On the other end of the marine exploitation spectrum, important contributions
have been made regarding shifts toward the taking of larger-bodied fish and sea
mammals in the late Holocene. In this vein, Erlandson et al. (2009) review extant
data from shell middens on the northern Channel Islands through most of the
Holocene, finding that Santa Barbara Channel populations fished ‘‘up the food
web,’’ in contrast to modern fishery practices, which have tended toward exploiting
smaller-bodied prey as populations of larger species have declined (Reitz 2004).
Erlandson and colleagues show a dominance of shellfish early on, beginning around
8000 BP, but a shift toward preying on pelagic finfish and pinnipeds in the late
Holocene. They attribute this in part to technological innovations such as the tomol
(sewn plank canoe) and more sophisticated fishhooks.
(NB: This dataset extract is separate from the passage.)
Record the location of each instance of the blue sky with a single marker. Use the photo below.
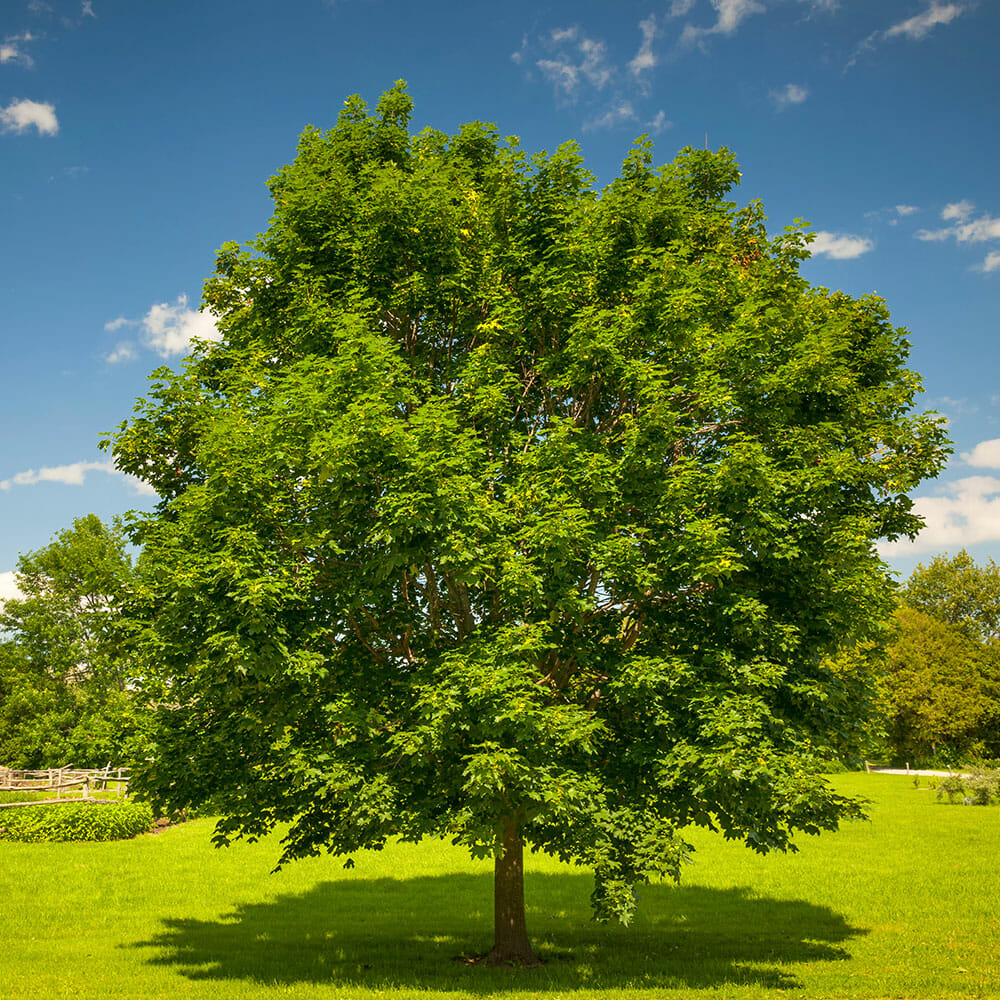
(136, 137)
Braje (2010), Erlandson et al.
(2008), and Rick (2011) make similar assertions about long-term trends in the
development of Channel Islands marine economies, couching their analyses in the
perspective that expanding human populations drove expanding diet breadth. What
is significant about this expansion is that it was based on catching bigger-bodied and
therefore, by common measures, higher-return fish (Broughton 1997). But pelagic
species were caught in tomols, which represent large technological investments
(Arnold 2007). They also were a critical part of a sophisticated, trans-channel,
beads-for-terrestrial resources exchange system (Arnold 1991, 1992a; Fauvelle
2013), so pelagic fishing was embedded with other economic (as well as probably
social and political) pursuits. The question of fishing returns and efficiency is thus a
complex one given the costs of the technological investments required to intensively
exploit pelagic fish and the degree to which these investments were offset by
embedding fishing with other activities such as trade.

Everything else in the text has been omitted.